Covid-19: Estratégia de testagem será determinante para nova fase de distanciamento controlado

Por
Sul 21
sul21@sul21.com.br
Foto: Leopoldo Silva/Agência Senado

Luciano Velleda

Depois de atravessar o mês de abril com pouca capacidade para realizar testes que detectam o novo coronavírus, o Rio Grande do Sul lentamente inicia o mês de maio com uma perspectiva melhor. Segundo dados do Governo do Estado, se até o final de abril foram feitos apenas cerca de 7,5 mil testes, neste mês a estimativa é ter 75 mil testes PCR para serem aplicados, quantidade que se soma aos 216 mil testes rápidos enviados pelo Ministério da Saúde. Com a maior aquisição de testes e a habilitação de novos laboratórios para realizar o exame, a questão passa a ser como usar de forma correta essa ferramenta considerada fundamental no enfrentamento da pandemia.

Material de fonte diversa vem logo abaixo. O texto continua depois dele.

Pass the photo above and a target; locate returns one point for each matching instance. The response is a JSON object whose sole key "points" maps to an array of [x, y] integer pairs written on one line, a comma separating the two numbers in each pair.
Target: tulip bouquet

Para o doutor Ricardo Kuchenbecker, professor de Epidemiologia da Faculdade de Medicina da Universidade Federal do Rio Grande do Sul (UFRGS), é preciso aprender com as melhores experiências obtidas até o momento. Neste caso, o professor cita especificamente a Coreia do Sul e a Alemanha.

Kuchenbecker explica que ampliar a testagem da população é a estratégia correta para isolar os infectados, deixar seus contatos próximos em casa e, assim, diminuir a disseminação comunitária. “O padrão de contaminação comunitária precisa ser melhor compreendido. As pessoas se assustam pra ir no supermercado, existe o risco, mas o grande risco não é na superfície da embalagem do ovo. O maior risco é nos domicílios, onde as pessoas, às vezes, vivem num grau de aglomeração muito grande, como é o caso do Brasil. A maior parte das transmissões comunitárias na Coreia do Sul se deu no contexto familiar. Saber disso permitiu com que a Coreia do Sul controlasse o surto e esteja se preparando agora para as novas ondas, já que a população não é imune.”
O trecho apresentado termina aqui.